Home » today » Health » Why is liver metastatic cancer more malignant than other metastatic cancers? – Sciencetimes

Why is liver metastatic cancer more malignant than other metastatic cancers? – Sciencetimes

Dr Michael Green, from the Department of Radiation Oncology at the University of Michigan (UM) in the U.S., treated many cancer patients and found that the condition worsens when the cancer spreads to the liver than to other parts of the body.

It was also confirmed that these patients rarely receive modified immunotherapy.

Through a new study, Dr. Green found that when cancer metastasizes to the liver, the liver tumor sucks up important immune cells, and immuno-chemotherapy is ineffective.In the journal Nature Medicine, on the 4th The exact cause and solution were presented.

In this study, the research team revealed that a combination of immunotherapy and radiation therapy in a mouse model in which cancer has metastasized to the liver restored immune cell function and yielded better results.

When cancer metastasizes to the liver, the liver tumor sucks up important immune cells, so immunotherapy is ineffective, and a study that combines radiation therapy and immunotherapy can reverse this. © Getty Image Bank

If liver metastases are present, immunotherapy reactions are bad

Dr. Green, an assistant professor in the Department of Radiation Oncology, points out that “cancer patients with liver metastases rarely benefit from game-changing immunotherapy,” said Dr. Green. “This study shows that radiation therapy can reverse this resistance. There is” he emphasized. It can make a real difference in treatment outcomes.

A multidisciplinary research team at the University of Michigan’s Rogel Cancer Center, including Dr. Green, examined data from 718 patients who received immunotherapy.

Patients suffered from a variety of cancers, including non-small cell lung cancer, melanoma, urinary tract cancer, and kidney cell cancer, and cancer tumors spread to various organs such as liver and lungs.

Among these patients, patients with liver metastasis repeatedly had worse responses to immunotherapy. The problem wasn’t ebbing. These patients had more cancer throughout their body than other similar patients who did not have liver cancer.

Corresponding author Weiping Zou, Chair Professor of Surgery, Pathology, Immunology, and Biology, said, “The liver triggers a systemic immune suppression mechanism. This mechanism occurs in the liver but affects the whole body.” Explained.

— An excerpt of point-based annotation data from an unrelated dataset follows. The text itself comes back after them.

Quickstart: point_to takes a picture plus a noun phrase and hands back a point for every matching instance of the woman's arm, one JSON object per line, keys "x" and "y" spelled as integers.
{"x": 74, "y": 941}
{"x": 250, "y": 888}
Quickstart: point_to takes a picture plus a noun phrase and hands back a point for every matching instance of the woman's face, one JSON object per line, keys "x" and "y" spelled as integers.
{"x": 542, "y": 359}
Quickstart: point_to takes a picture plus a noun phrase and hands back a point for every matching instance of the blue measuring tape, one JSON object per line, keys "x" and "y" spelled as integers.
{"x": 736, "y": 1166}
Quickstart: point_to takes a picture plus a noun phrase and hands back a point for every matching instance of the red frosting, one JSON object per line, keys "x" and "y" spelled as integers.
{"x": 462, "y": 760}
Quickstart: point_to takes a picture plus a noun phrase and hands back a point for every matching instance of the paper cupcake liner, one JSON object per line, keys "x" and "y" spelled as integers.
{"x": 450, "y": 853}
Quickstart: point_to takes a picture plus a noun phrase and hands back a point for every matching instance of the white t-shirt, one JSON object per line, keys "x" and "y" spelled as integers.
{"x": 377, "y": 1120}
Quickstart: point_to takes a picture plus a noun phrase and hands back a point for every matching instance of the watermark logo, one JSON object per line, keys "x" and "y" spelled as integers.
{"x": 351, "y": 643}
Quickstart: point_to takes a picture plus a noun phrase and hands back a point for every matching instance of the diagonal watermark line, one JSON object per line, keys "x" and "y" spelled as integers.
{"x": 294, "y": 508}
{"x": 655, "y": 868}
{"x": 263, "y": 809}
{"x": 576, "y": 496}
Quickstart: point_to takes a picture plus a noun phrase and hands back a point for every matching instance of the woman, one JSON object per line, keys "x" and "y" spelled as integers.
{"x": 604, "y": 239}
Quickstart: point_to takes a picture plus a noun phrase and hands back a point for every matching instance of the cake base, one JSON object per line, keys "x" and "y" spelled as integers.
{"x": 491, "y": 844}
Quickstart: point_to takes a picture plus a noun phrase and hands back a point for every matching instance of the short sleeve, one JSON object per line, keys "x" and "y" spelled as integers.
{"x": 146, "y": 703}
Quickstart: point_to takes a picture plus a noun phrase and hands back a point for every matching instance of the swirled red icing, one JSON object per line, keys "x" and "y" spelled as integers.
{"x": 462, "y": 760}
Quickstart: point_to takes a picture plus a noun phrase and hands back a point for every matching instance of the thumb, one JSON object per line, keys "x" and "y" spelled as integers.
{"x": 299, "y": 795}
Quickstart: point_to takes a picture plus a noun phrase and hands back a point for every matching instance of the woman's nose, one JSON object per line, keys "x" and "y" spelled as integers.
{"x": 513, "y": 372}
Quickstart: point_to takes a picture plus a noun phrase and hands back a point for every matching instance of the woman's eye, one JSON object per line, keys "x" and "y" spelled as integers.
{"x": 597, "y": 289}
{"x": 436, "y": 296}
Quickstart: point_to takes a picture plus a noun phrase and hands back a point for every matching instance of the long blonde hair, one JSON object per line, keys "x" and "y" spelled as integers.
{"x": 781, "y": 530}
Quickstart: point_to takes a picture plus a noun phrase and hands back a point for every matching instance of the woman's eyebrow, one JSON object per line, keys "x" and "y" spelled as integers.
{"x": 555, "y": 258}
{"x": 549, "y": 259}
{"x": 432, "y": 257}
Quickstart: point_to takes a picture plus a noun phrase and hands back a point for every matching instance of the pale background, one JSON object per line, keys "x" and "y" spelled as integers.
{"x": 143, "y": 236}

A patient lying on a treatment device to receive radiation therapy. ©WikiCommons/Dina Wakulchik

Liver suppresses certain major immune cells

The liver is one of the most common areas for cancer to spread. The liver is known to interfere with the immune response in autoimmune diseases, viral infections and organ transplants by inhibiting certain major immune cells.

Oncologists observed the lack of an immune response and found that this phenomenon also occurs in liver metastatic cancer. Dr. Green noted that liver metastasis cancer patients who received chemotherapy or targeted chemotherapy showed no worse outcomes than those with other types of metastatic cancer. “I got worse only with immunotherapy,” he said.

The researchers looked at the microenvironment of liver metastasis and found that the tumor was siphoning off T-immune cells that had to work to attack the cancer.

As a result, not only the T cells were removed from the liver, but an immune desert was formed throughout the body, and the immune system to fight tumors could not be activated in any part of the body.

A paper published on the 4th day of the medical journal Nature Medicine. ©Springer Nature / Nature Medicine

We plan to conduct clinical trials soon”

The research team confirmed that T cell death was stopped by direct radiation therapy to liver tumors of experimental mice with liver metastasis.

After T cells recovered, an immune checkpoint inhibitor was administered, and the immune system was activated and cancer was removed from the entire body. This was the same as that of mice that had metastasized cancer to a site other than liver.

“Identifying new immunosuppressive mechanisms and finding ways to solve them is always a difficult challenge,” said Dr. Green. “We will begin clinical trials to better understand whether these promising results work similarly in human tumor mechanisms.”